Why does my dog do that? I wish I had gotten paid for every time someone asked me that question when I was conducting a K-9 training session.
My response is always “because it’s a dog”. That is part of the reason but it’s also because we haven’t taught the dog what behavior we are expecting from it or that there are consequences for incorrect behavior. That is often true with companies and how they manage employees. They don’t define the expectations and clearly communicate them to team members.
We naturally develop close personal attachments to our canine friends and often think of them as members of our family. Consequently, we start to believe that dogs think like we do. They don’t, because they are a dog. All a dog really cares about is its place in the pack, what is it going to eat, where is it going to sleep, and if it’s a male dog are any of the female dogs in the pack coming into season for breeding.
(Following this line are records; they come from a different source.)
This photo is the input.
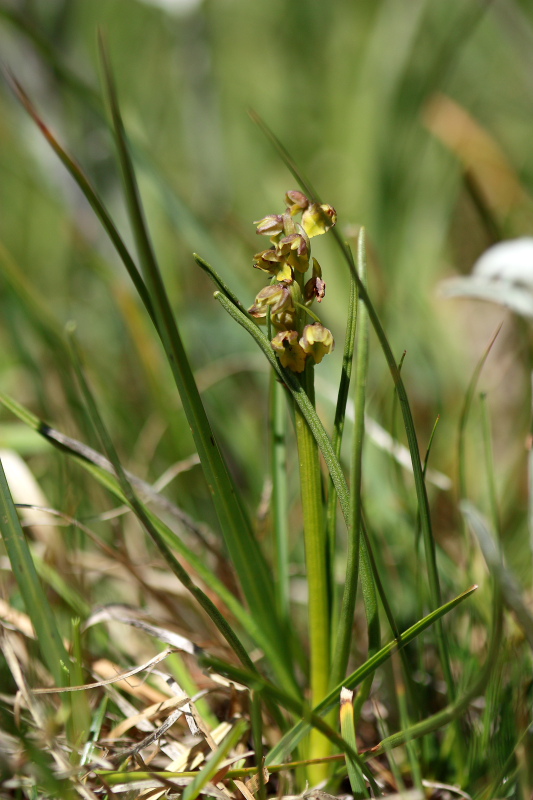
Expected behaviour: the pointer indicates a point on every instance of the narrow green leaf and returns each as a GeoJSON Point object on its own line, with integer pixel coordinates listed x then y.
{"type": "Point", "coordinates": [314, 717]}
{"type": "Point", "coordinates": [355, 774]}
{"type": "Point", "coordinates": [423, 503]}
{"type": "Point", "coordinates": [35, 600]}
{"type": "Point", "coordinates": [250, 564]}
{"type": "Point", "coordinates": [90, 193]}
{"type": "Point", "coordinates": [338, 429]}
{"type": "Point", "coordinates": [214, 760]}
{"type": "Point", "coordinates": [91, 461]}
{"type": "Point", "coordinates": [344, 633]}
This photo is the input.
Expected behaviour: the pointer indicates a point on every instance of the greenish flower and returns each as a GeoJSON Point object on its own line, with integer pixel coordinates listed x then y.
{"type": "Point", "coordinates": [296, 202]}
{"type": "Point", "coordinates": [318, 219]}
{"type": "Point", "coordinates": [296, 247]}
{"type": "Point", "coordinates": [271, 225]}
{"type": "Point", "coordinates": [284, 320]}
{"type": "Point", "coordinates": [317, 341]}
{"type": "Point", "coordinates": [289, 350]}
{"type": "Point", "coordinates": [274, 263]}
{"type": "Point", "coordinates": [315, 286]}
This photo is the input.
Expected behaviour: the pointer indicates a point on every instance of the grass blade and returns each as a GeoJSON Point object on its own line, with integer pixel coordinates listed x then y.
{"type": "Point", "coordinates": [249, 562]}
{"type": "Point", "coordinates": [314, 717]}
{"type": "Point", "coordinates": [355, 774]}
{"type": "Point", "coordinates": [35, 600]}
{"type": "Point", "coordinates": [344, 634]}
{"type": "Point", "coordinates": [213, 762]}
{"type": "Point", "coordinates": [90, 460]}
{"type": "Point", "coordinates": [338, 429]}
{"type": "Point", "coordinates": [89, 192]}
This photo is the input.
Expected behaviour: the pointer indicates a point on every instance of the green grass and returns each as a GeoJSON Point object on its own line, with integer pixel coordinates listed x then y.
{"type": "Point", "coordinates": [217, 620]}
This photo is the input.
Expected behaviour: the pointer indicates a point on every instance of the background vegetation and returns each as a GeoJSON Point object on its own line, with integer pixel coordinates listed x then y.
{"type": "Point", "coordinates": [412, 119]}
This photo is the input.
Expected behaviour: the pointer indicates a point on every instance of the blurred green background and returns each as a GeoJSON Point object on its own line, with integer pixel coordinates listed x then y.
{"type": "Point", "coordinates": [411, 117]}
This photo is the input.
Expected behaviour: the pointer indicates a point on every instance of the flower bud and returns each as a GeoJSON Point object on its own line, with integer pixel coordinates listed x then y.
{"type": "Point", "coordinates": [284, 320]}
{"type": "Point", "coordinates": [289, 350]}
{"type": "Point", "coordinates": [315, 286]}
{"type": "Point", "coordinates": [275, 263]}
{"type": "Point", "coordinates": [318, 219]}
{"type": "Point", "coordinates": [275, 297]}
{"type": "Point", "coordinates": [270, 225]}
{"type": "Point", "coordinates": [296, 202]}
{"type": "Point", "coordinates": [297, 248]}
{"type": "Point", "coordinates": [317, 341]}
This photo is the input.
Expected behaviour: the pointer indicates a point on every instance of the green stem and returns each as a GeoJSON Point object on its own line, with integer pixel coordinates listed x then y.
{"type": "Point", "coordinates": [344, 634]}
{"type": "Point", "coordinates": [317, 577]}
{"type": "Point", "coordinates": [280, 501]}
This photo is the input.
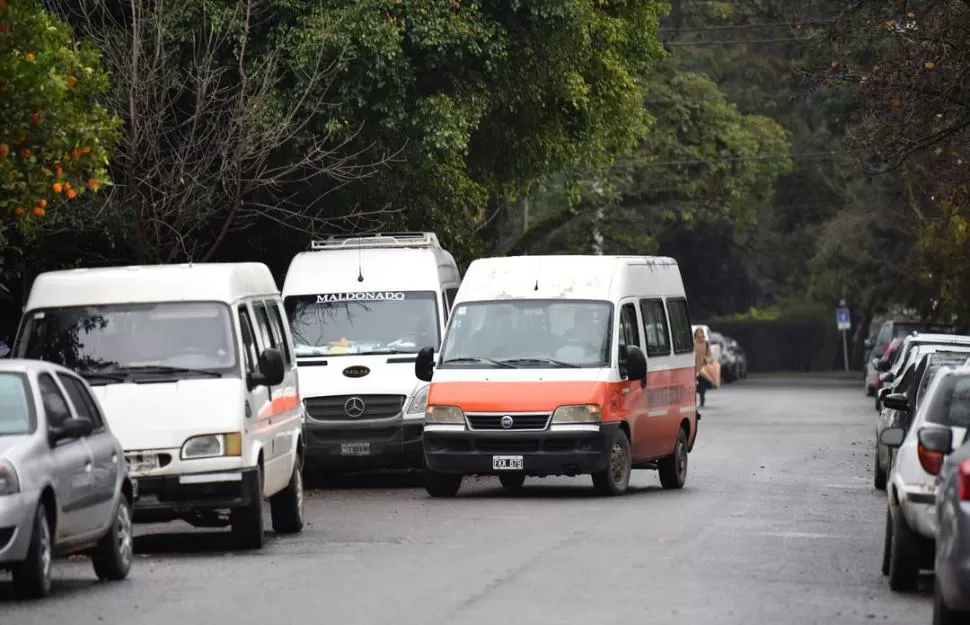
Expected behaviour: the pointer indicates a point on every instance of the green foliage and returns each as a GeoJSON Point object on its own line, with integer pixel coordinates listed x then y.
{"type": "Point", "coordinates": [55, 135]}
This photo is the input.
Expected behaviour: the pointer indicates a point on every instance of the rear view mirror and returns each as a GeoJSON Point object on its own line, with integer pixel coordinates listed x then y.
{"type": "Point", "coordinates": [892, 437]}
{"type": "Point", "coordinates": [896, 401]}
{"type": "Point", "coordinates": [936, 439]}
{"type": "Point", "coordinates": [636, 365]}
{"type": "Point", "coordinates": [424, 364]}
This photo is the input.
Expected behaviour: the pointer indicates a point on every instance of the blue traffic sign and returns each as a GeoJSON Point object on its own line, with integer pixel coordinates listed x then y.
{"type": "Point", "coordinates": [842, 318]}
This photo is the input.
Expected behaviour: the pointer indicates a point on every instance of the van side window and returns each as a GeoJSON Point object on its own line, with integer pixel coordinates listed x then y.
{"type": "Point", "coordinates": [629, 333]}
{"type": "Point", "coordinates": [249, 339]}
{"type": "Point", "coordinates": [450, 299]}
{"type": "Point", "coordinates": [279, 331]}
{"type": "Point", "coordinates": [655, 327]}
{"type": "Point", "coordinates": [680, 325]}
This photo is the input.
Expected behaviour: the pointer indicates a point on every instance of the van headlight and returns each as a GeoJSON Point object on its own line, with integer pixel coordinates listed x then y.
{"type": "Point", "coordinates": [444, 415]}
{"type": "Point", "coordinates": [588, 413]}
{"type": "Point", "coordinates": [212, 446]}
{"type": "Point", "coordinates": [419, 403]}
{"type": "Point", "coordinates": [9, 482]}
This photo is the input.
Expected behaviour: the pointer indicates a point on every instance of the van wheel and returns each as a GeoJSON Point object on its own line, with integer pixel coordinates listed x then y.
{"type": "Point", "coordinates": [32, 577]}
{"type": "Point", "coordinates": [615, 478]}
{"type": "Point", "coordinates": [286, 506]}
{"type": "Point", "coordinates": [673, 468]}
{"type": "Point", "coordinates": [247, 521]}
{"type": "Point", "coordinates": [113, 554]}
{"type": "Point", "coordinates": [904, 556]}
{"type": "Point", "coordinates": [441, 484]}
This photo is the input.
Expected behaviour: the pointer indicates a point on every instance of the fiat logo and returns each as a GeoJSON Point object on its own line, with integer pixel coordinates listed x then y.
{"type": "Point", "coordinates": [354, 407]}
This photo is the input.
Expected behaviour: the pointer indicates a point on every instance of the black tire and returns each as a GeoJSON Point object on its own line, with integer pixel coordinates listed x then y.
{"type": "Point", "coordinates": [879, 474]}
{"type": "Point", "coordinates": [942, 615]}
{"type": "Point", "coordinates": [113, 555]}
{"type": "Point", "coordinates": [512, 481]}
{"type": "Point", "coordinates": [32, 577]}
{"type": "Point", "coordinates": [887, 544]}
{"type": "Point", "coordinates": [441, 484]}
{"type": "Point", "coordinates": [673, 468]}
{"type": "Point", "coordinates": [286, 506]}
{"type": "Point", "coordinates": [247, 521]}
{"type": "Point", "coordinates": [614, 480]}
{"type": "Point", "coordinates": [904, 556]}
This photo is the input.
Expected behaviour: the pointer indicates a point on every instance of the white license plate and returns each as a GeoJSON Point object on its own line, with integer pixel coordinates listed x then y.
{"type": "Point", "coordinates": [354, 449]}
{"type": "Point", "coordinates": [507, 463]}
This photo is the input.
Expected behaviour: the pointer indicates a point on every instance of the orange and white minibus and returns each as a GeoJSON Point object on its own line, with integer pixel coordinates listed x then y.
{"type": "Point", "coordinates": [562, 365]}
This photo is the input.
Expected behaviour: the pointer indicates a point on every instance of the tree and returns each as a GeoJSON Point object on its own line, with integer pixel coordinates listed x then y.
{"type": "Point", "coordinates": [56, 135]}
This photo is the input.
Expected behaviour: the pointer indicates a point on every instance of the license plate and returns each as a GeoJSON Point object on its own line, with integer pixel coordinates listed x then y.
{"type": "Point", "coordinates": [507, 463]}
{"type": "Point", "coordinates": [355, 449]}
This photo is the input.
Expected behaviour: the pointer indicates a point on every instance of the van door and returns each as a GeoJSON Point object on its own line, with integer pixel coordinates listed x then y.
{"type": "Point", "coordinates": [633, 402]}
{"type": "Point", "coordinates": [664, 391]}
{"type": "Point", "coordinates": [258, 398]}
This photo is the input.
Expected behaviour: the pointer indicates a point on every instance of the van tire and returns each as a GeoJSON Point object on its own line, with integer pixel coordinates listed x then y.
{"type": "Point", "coordinates": [113, 555]}
{"type": "Point", "coordinates": [673, 468]}
{"type": "Point", "coordinates": [615, 478]}
{"type": "Point", "coordinates": [247, 521]}
{"type": "Point", "coordinates": [904, 556]}
{"type": "Point", "coordinates": [442, 484]}
{"type": "Point", "coordinates": [286, 506]}
{"type": "Point", "coordinates": [32, 577]}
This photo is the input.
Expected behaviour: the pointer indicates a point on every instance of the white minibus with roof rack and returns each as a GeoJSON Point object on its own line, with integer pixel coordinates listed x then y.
{"type": "Point", "coordinates": [194, 367]}
{"type": "Point", "coordinates": [360, 307]}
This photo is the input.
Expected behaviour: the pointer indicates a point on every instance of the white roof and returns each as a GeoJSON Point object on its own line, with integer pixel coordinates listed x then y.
{"type": "Point", "coordinates": [337, 270]}
{"type": "Point", "coordinates": [570, 277]}
{"type": "Point", "coordinates": [221, 282]}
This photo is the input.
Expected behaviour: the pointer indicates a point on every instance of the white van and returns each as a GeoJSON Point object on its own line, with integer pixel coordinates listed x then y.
{"type": "Point", "coordinates": [360, 307]}
{"type": "Point", "coordinates": [194, 367]}
{"type": "Point", "coordinates": [562, 365]}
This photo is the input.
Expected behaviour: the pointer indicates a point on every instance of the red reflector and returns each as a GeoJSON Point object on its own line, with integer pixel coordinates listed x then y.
{"type": "Point", "coordinates": [931, 461]}
{"type": "Point", "coordinates": [965, 480]}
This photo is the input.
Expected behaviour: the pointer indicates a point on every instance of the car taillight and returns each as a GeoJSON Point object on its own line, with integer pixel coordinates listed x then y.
{"type": "Point", "coordinates": [931, 461]}
{"type": "Point", "coordinates": [964, 477]}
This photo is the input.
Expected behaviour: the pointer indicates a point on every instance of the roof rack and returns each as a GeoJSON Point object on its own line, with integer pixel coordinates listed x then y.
{"type": "Point", "coordinates": [378, 239]}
Everything else in their behavior is secondary to their instinctual behavior. Yes, they play, they interact, and they are very intuitive. Sometimes they are almost humanlike in their behavior. But dogs don’t spend endless hours thinking deep thoughts on how the universe was formed and instead live in the moment reacting to what takes place around them. Wait, doesn’t that sound just like millennials?
Dogs are taught by us the behavior we are expecting from them and therefore we must teach them what we want in a way that they can respond to. If we don’t teach them what we are expecting they we shouldn’t blame the dog if it has incorrect behavior.
Modern training methods for canines involves teaching the desired behavior using motivational techniques. It is often referred to as “operant conditioning.”.
Operant conditioning is a type of learning where behavior is controlled by consequences. Key concepts in operant conditioning are positive reinforcement, negative reinforcement, positive punishment and negative punishment.
In business, this same principle of operant conditioning has become the modern method of employee management. Since most of the behavior taking place in a business is learned rather than reflexive, operant conditioning can be applied to organizational management. Managers in today’s workplace are taught to use the four main psychological principals of operant conditioning to engage employees and to achieve the desired outcome.
The first principal, positive reinforcement is giving something pleasant after a behavior. This increases the probability that the behavior will continue. An example is having a job and going to work every day to receive a paycheck. That’s a positive! Negative reinforcement is taking away something unpleasant because of behavior that is acceptable. This is also meant to increase the behavior moving forward.
An example is a teacher exempts a student from the final test if they have perfect attendance. So, the teacher is taking away something unpleasant as a reward to increase positive behavior. The third principal, positive punishment is used to decrease a behavior and is presenting something unpleasant after the behavior.
An example of positive punishment is an employee who exhibits bad behavior at work and the boss criticizes him. The behavior will decrease because of the boss’ criticism. The last principle, negative punishment is also used to decrease a behavior and is removing something pleasant after the behavior. An example of that is an employee is habitually late for work so begins losing the privilege of listening to music while working. The behavior will decrease because of losing a privilege.
I am reminded of this theory of using motivation to teach behavior every time I step onto the field with my dog for training. Our canines are highly attuned to the total picture of the persona we present to our dogs. Yes, they listen to our verbal commands but they are also observing our behavior, sensing our moods, and keying on our physical presence. I learned that I must always be very clear in what I am asking my dog to do. It must be well-defined and “black and white” to the dog and not murky or gray.
The same can be applied to managing a company’s staff. The direction and goals must be well defined and not ambiguous. Employees and team members respond positively when they know exactly what is expected of them and how they can contribute to the company. Building cohesive teams in the workplace is based on the principles of everyone clearing understanding the expectations and clear communication.
By applying the principals of operant conditioning, a company can motivate team members to perform at their best. As a manager, it’s not enough to say what you want and expect a positive outcome. You need to present a professional persona that clearly reflects what is expected in the workplace.
Perhaps it might seem silly to say that managing employee teams and training dogs is similar but operant conditioning is already part of how we manage our daily lives. If you are raising children you are applying it when you reward your child for correct behavior and when you take away privileges for incorrect behavior.
A mentor once told me “training dogs is easy, it’s the people that make it difficult.” I suppose that is true in the workplace too but using motivation to help employees understand the expectation is far more productive than negative methods.